Take your business elsewhere. Nearly half of us have already ditched companies because of their data policies.*** You can too. Reward companies that do privacy right with your business. When we do, we might help encourage entire industries toward a more ethical future.

Take control. If a company provides options to do things like consent, opt-out, adjust privacy settings, or delete your data, you should take advantage of them. These tools aren’t helping you if you don’t use them. Get in the habit of checking each website’s or service’s options when you sign-up.
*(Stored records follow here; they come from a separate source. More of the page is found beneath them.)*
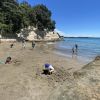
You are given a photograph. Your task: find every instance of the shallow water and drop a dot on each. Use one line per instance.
(88, 48)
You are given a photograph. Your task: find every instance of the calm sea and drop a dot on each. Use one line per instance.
(88, 48)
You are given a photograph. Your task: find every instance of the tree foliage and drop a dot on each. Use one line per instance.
(15, 16)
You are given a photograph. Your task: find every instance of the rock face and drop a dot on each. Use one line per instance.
(32, 33)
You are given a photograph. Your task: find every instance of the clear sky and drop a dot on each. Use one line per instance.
(74, 17)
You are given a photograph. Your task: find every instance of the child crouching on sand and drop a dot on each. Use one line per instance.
(48, 69)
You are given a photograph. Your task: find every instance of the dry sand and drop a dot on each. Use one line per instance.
(23, 78)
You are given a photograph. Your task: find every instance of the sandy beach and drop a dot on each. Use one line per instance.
(23, 78)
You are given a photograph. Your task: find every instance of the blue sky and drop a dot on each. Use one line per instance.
(74, 17)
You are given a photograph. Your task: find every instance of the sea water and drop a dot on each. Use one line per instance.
(88, 48)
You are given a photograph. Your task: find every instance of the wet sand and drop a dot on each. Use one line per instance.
(23, 78)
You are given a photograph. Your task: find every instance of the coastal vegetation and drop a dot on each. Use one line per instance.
(14, 16)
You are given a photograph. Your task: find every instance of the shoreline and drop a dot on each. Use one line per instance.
(23, 78)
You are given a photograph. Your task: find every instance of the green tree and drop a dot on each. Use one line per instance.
(41, 17)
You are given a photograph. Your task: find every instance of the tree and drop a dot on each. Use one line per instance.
(41, 17)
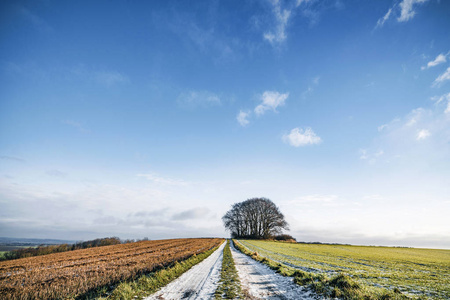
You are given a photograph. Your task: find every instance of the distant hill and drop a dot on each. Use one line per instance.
(32, 242)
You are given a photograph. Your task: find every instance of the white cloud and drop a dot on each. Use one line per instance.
(242, 118)
(404, 8)
(441, 78)
(438, 99)
(194, 213)
(370, 157)
(381, 127)
(106, 78)
(164, 180)
(384, 19)
(270, 100)
(198, 98)
(301, 137)
(423, 134)
(441, 58)
(282, 18)
(407, 9)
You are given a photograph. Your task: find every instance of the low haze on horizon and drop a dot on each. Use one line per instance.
(151, 118)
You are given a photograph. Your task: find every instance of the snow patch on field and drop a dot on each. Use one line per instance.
(260, 282)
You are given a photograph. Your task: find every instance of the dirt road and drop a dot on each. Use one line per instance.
(257, 280)
(260, 282)
(200, 282)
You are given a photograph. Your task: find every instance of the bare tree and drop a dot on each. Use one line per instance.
(257, 218)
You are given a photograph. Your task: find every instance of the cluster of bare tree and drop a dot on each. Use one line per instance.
(256, 218)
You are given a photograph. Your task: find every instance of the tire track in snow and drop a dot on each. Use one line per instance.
(258, 281)
(199, 282)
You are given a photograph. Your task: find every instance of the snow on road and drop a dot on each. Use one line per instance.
(258, 281)
(200, 282)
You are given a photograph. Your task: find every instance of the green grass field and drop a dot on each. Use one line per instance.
(415, 272)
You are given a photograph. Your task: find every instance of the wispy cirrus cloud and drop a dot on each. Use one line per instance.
(405, 11)
(299, 137)
(383, 20)
(80, 127)
(278, 35)
(270, 100)
(442, 78)
(39, 23)
(440, 59)
(106, 78)
(242, 118)
(192, 99)
(190, 214)
(164, 180)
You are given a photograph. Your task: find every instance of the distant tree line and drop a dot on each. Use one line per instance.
(44, 250)
(256, 218)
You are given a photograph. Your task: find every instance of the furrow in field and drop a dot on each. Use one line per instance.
(200, 282)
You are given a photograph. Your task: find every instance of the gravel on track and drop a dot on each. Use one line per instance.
(258, 281)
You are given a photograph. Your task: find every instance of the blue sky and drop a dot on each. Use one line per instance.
(149, 119)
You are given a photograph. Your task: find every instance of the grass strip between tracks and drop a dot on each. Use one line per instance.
(229, 285)
(339, 286)
(148, 284)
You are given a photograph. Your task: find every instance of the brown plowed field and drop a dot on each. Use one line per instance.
(73, 273)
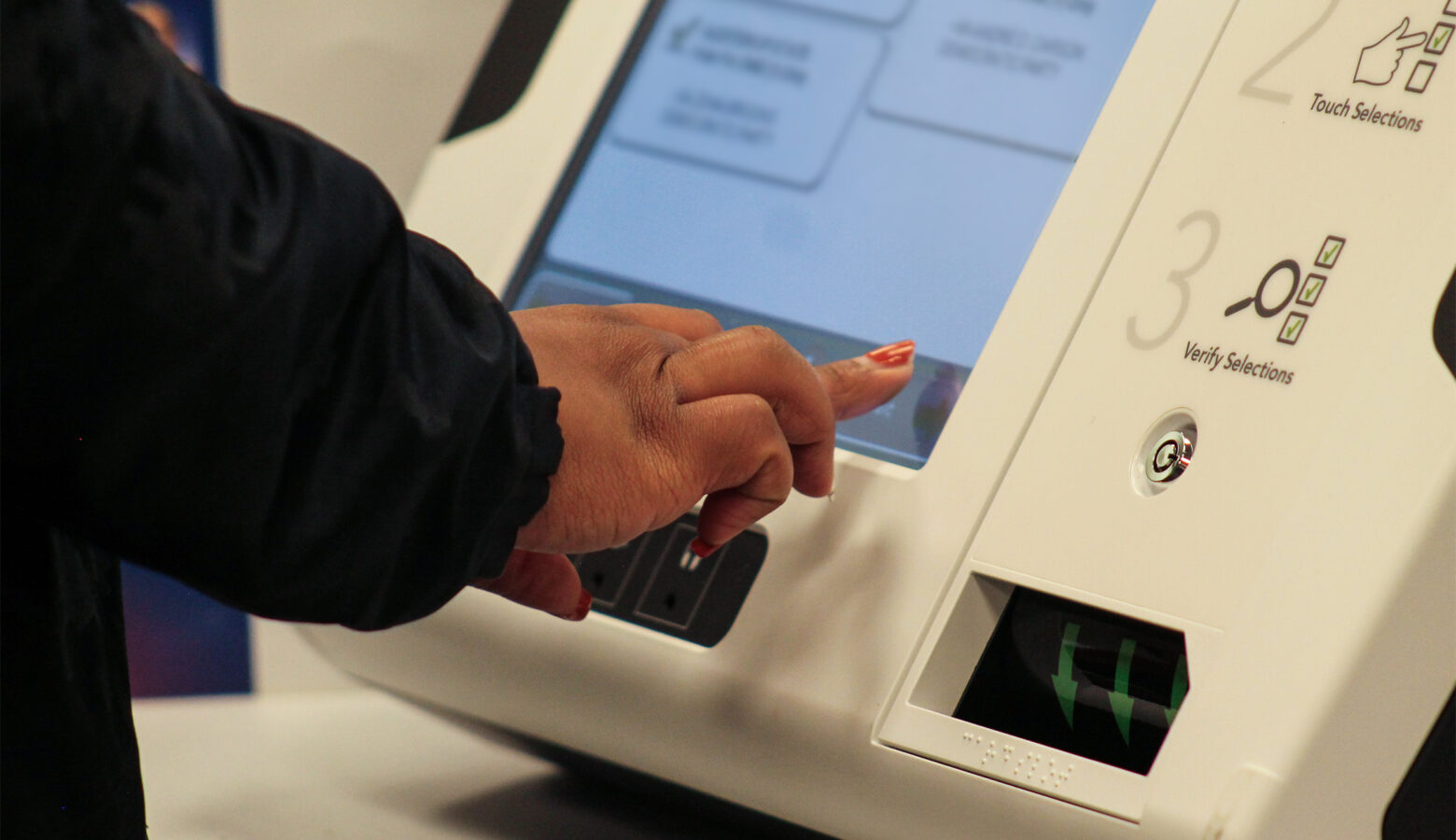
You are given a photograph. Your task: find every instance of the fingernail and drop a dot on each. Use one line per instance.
(893, 354)
(582, 608)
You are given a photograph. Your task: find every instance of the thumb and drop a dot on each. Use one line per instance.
(542, 581)
(860, 385)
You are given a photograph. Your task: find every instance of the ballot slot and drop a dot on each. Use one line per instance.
(1057, 692)
(1079, 679)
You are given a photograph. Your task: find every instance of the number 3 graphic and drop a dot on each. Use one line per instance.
(1180, 278)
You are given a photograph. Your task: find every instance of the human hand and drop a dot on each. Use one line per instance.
(662, 408)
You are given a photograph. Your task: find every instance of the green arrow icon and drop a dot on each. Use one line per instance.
(1118, 699)
(1180, 689)
(1062, 680)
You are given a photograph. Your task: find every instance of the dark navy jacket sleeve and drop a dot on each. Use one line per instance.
(226, 358)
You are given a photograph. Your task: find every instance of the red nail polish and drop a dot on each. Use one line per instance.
(893, 354)
(582, 608)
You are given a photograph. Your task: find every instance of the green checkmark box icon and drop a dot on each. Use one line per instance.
(1294, 327)
(1312, 287)
(1439, 39)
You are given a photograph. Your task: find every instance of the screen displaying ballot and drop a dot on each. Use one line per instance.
(849, 174)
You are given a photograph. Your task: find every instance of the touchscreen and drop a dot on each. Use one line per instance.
(847, 172)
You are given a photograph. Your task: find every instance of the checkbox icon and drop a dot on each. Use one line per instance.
(1294, 327)
(1313, 284)
(1440, 38)
(1421, 76)
(1330, 252)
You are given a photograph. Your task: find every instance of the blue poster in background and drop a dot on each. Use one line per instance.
(179, 641)
(189, 26)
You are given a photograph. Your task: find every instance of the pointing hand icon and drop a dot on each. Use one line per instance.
(1380, 60)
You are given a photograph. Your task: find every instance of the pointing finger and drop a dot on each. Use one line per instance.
(860, 385)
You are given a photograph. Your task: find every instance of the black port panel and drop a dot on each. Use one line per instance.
(658, 582)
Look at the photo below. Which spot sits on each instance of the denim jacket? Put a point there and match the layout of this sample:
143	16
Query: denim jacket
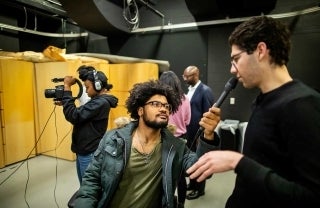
105	171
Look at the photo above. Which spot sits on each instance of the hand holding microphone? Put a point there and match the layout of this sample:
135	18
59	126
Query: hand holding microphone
230	85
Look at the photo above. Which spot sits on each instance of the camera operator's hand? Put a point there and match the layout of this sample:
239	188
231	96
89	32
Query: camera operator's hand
58	102
68	82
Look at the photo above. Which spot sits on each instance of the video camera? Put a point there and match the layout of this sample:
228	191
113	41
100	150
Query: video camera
57	93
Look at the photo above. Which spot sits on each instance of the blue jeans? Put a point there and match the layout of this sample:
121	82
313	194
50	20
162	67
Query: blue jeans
82	163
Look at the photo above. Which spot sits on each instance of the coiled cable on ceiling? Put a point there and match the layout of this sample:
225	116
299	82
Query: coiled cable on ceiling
131	13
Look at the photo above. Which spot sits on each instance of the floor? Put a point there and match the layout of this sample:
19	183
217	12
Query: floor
48	182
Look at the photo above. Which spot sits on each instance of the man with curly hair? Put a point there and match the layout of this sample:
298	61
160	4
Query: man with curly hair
138	165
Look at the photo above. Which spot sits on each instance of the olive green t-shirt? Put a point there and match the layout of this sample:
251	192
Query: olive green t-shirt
141	182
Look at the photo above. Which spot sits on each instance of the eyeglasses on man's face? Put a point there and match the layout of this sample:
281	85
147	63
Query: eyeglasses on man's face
158	105
235	58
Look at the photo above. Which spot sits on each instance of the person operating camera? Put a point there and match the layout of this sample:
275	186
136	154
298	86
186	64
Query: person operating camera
90	120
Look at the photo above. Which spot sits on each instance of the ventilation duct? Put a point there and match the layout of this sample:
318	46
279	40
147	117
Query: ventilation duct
203	10
98	16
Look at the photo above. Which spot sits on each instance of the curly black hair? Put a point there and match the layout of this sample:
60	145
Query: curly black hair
142	92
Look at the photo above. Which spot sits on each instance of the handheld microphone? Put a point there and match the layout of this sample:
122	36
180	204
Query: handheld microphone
230	85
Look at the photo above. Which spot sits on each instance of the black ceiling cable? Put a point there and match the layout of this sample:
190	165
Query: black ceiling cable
131	13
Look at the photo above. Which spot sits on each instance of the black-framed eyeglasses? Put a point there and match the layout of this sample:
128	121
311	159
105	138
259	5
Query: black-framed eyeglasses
158	105
235	58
Be picky. Companies have trained us to not value our data. But think twice before you share anything online. The less data about you out there, the fewer chances it can be used unethically. Even a simple Facebook survey can lead to scandal and disruption.****

Speak up. If you see something weird or alarming in a privacy policy, say something. Your online voice can matter more than you think. Many companies are obsessed with their image, and constantly monitor social media for chatter about them, good and bad.  Change only happens when everyday folks like us put pressure on companies to do the right thing and treat us like people … not ones and zeros. *****

*Source: Pew Research Center. Americans and Privacy Report. 2019.

**Source: New York Times. We Read 150 Privacy Policies. They Were an Incomprehensible Disaster. 2020.

***Source: Cisco. Consumer Privacy Report. 2019.

****Source: The Guardian. Cambridge Analytica: how did it turn clicks into votes? 2018.

*****Source. The Verge. How to read a privacy policy. 2018.